Apparently they recently got together as a couple and according to WW the flirty attraction was kind of obvious as much as they tried to hide it, so now the BW is suspicious...


----------



## Almostrecovered (Jul 14, 2011)

on an interesting side note, when you search for the word, "baseball" in CWI the most common reference is to using a baseball bat on OM


----------



## morituri (Apr 1, 2011)

Why put emphasis on her age in the title? Is it to imply that she is undergoing a female MLC?


----------



## Bottled Up (Nov 12, 2011)

morituri said:


> Why put emphasis on her age in the title? Is it to imply that she is undergoing a female MLC?

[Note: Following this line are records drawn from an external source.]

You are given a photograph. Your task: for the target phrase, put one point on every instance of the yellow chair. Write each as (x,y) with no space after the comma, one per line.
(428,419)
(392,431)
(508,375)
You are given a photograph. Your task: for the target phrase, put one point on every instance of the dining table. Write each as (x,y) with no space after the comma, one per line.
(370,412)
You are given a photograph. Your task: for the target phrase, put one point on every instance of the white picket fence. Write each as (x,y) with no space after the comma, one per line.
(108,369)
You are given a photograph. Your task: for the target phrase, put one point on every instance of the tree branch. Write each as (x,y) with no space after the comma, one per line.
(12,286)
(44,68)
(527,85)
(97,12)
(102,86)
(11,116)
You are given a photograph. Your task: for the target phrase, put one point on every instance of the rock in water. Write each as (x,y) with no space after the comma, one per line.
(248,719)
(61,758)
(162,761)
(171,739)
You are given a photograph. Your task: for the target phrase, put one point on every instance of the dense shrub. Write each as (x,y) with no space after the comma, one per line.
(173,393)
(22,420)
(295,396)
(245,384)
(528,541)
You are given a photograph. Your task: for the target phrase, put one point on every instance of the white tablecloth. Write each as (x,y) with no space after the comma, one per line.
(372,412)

Because it is the quickest and most accurate identifier for a guy to gauge relevance to the topic. If you're married to a 46 year old woman then this could pertain to you... if not, then no need to stop here and look.

All the other bullet criteria listed could apply to too many people IMO, so the 46 years of age was the true narrow-down factor.


----------



## thunderstruck (May 9, 2012)

Funny...most of those are me, or close to it. Married nearly 20, wife nearly 46 yo, 2 kids, one boy, son just ended his baseball season, friends with several dads on the team, wife has a smartphone...not a BBerry, etc.

My W is flirty/attractive, and loves male attention. I could see that a geeky dad on the team "liked" her, and she started joking that he had a crush on her. She, of course, egged him on. My spidey sense is usually tingling over stuff like this, but I truly don't think anything is/was going on.


----------